Niestety nie, nawet jeśli założymy że władze uruchomią wszystkie dostępne instrumenty wspierające rozwój rynku termomodernizacji. Problemem jest struktura własnościowa mieszkań w Polsce. Właścicielami większości z nich a w szczególności tych o najniższym standardzie energetycznym są jedno i rzadziej dwuosobowe gospodarstw domowe emerytów. Oni także użytkują większość dużych mieszkań i domów jednorodzinnych.Rodzi to powszechne ubóstwo energetyczne seniorów i brak zdolności kredytowej na inwestycje termomodernizacyjne obniżające rachunki za energię. Jak wynika z badań dr Tomasza Dudy przeprowadzonych w Połańcu przeciętne koszty energii jakie ponoszą tamtejsi seniorzy to 4500zł rocznie.

Sytuacja ta stanowi istotną barierę dla rządowego programu powszechnej termomodernizacji – tego typu inwestycja w domu jednorodzinnym, w którym mieszka samotna emerytka jest ekonomicznym absurdem. Dodatkowo jej dom już jest lub w bliskiej przyszłości może stać się dla niej więzieniem jako, że nie jest najczęściej dostosowany do słabnących możliwości psychofizycznych osoby starszej. Jedynym więc racjonalnym rozwiązaniem jest przeniesienie jej do Domu Pomocy Społecznej (DPS). Jest to natomiast rozwiązanie radykalnie skracające życie, w  wyniku depresji jaka dopada człowieka, gdy traci on resztki pierwotnej kontroli nad swoim życiem. To dramatycznie złe rozwiązanie jest równocześnie bardzo drogie. Roczny koszt utrzymania osoby w DPS to 40 tysięcy złotych.

Rozwiązaniem byłoby budowanie specjalistycznych domów dla seniorów. Już trzyletnie wydłużenie możliwości samodzielnego funkcjonowania osoby w podeszłym wieku w wyniku przystosowania takich domów do dysfunkcji starości zwraca nakłady na budowę. Równocześnie koszty energii jakie będą musieli ponosić mieszkańcy domów seniora nie powinny przekroczyć 30zł/rok. Tymczasem rząd woli wspierać budowę nakierowanych na realizację potrzeb młodych – mieszkań o pow. 50m2 po to, by zachęcić ich do posiadania większej ilości dzieci w małych mieszkankach.
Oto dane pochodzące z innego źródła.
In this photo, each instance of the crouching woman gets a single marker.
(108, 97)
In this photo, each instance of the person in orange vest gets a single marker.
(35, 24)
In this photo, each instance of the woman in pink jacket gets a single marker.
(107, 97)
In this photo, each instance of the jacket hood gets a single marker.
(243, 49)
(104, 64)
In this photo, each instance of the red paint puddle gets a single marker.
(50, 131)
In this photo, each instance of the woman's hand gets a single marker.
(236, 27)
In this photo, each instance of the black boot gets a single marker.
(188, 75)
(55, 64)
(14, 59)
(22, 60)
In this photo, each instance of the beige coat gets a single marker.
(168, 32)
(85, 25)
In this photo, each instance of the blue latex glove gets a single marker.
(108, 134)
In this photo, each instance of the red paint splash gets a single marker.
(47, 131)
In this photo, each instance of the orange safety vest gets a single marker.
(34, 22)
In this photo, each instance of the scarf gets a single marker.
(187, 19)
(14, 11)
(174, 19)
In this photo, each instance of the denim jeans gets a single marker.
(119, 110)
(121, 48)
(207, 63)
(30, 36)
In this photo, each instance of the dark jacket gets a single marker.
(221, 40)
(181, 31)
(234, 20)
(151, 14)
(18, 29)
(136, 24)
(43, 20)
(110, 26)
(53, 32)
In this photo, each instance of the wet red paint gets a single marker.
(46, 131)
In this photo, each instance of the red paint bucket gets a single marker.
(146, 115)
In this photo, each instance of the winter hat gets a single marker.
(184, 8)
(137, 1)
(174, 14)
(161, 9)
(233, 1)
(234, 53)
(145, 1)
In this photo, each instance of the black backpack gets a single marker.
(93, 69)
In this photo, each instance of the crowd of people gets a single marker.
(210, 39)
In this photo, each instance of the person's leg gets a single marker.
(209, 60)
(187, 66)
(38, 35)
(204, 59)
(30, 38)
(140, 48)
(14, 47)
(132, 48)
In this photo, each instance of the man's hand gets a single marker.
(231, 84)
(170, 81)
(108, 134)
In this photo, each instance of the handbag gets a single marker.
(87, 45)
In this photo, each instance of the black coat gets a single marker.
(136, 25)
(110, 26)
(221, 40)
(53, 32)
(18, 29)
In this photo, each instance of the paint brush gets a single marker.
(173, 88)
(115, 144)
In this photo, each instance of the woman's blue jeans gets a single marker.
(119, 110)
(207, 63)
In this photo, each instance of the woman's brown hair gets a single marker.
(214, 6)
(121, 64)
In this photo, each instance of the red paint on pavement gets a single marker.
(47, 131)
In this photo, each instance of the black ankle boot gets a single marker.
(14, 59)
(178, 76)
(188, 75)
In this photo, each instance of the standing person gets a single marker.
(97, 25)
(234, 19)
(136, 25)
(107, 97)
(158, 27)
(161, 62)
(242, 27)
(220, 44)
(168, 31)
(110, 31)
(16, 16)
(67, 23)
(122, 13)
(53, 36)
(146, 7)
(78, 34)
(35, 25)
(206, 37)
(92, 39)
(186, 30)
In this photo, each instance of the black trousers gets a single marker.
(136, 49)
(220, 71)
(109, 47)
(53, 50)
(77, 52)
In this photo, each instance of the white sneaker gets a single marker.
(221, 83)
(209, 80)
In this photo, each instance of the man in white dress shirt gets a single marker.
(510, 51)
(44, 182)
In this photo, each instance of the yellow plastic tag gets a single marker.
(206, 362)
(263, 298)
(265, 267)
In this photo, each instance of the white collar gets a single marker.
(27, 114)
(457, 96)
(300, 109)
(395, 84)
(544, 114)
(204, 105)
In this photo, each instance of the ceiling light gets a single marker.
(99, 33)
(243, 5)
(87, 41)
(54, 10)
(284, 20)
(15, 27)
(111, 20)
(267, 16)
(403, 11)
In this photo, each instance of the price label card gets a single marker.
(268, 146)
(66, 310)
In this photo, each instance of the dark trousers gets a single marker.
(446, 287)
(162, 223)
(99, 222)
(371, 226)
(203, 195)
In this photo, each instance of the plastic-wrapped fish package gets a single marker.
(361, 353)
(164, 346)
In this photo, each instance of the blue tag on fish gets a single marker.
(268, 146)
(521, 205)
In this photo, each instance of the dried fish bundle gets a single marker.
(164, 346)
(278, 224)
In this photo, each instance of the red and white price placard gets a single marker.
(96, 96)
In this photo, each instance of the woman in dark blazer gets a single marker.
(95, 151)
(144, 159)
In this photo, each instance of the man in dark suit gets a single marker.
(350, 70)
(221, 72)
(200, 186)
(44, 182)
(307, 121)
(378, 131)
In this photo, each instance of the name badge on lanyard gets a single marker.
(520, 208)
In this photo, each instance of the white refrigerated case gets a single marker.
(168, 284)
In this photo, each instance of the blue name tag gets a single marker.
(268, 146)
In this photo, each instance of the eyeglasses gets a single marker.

Kolejną barierą rozwojową i zagrożeniem dla Polski jest odwrócenie piramidy demograficznej. Obniżenie dzietności i masowa emigracja młodych ludzi w poszukiwaniu wyższego standardu cywilizacyjnego spowodowały lukę pokoleniową, która grozi katastrofą humanitarną pokoleniu dzisiejszych 30 i 40 latków. Po raz pierwszy w historii będziemy mieli do czynienia z sytuacją, w której młodych ludzi będzie mniej niż starych. Spowoduje to blisko dwukrotny wzrost deficytu funduszu emerytalnego i tym samym radykalny spadki świadczeń emerytalnych.

W podobnej skali spadnie potencjał opiekuńczy z 550 do 250 kobiet w wieku 45 do 65 lat na 100 osób w wieku lat 80 i starszych. Liczba średniego personelu medycznego na 1000 mieszkańców spadnie o ponad 20%. Równocześnie pomiędzy rokiem 2010 a 2035 liczba 80 latków, zmuszonych do korzystania z wózków inwalidzkich wzrośnie z 650 tys. do 1250 tys.

Tę, jak widzimy, dramatyczną sytuację pogłębia dodatkowo pomijalna statystycznie liczba mieszkań przystosowanych do samodzielnego funkcjonowania osób niepełnosprawnych i praktycznie zerowy poziom dostępności budownictwa senioralnego a jest ono jedynym sposobem przedłużania samodzielności funkcjonowania seniorów.

Czy zatem musimy brnąć w absurd przeciw skutecznej strategii polityki zwalczania smogu za pomocą kotłów na węgiel, nawet VI generacji? Moim zdaniem zdecydowanie nie. Państwo ma wszystkie instrumenty za pomocą których można szybko ograniczyć skutki do jakich prowadzi zanieczyszczone powietrze, a w ciągu 10 do 15 lat zmienić Polskę w lidera gospodarki niskoemisyjnej wykorzystując “premię zacofania” jaką jest wysoka rentowność termomodernizacji domów o niskim standardzie energetycznym.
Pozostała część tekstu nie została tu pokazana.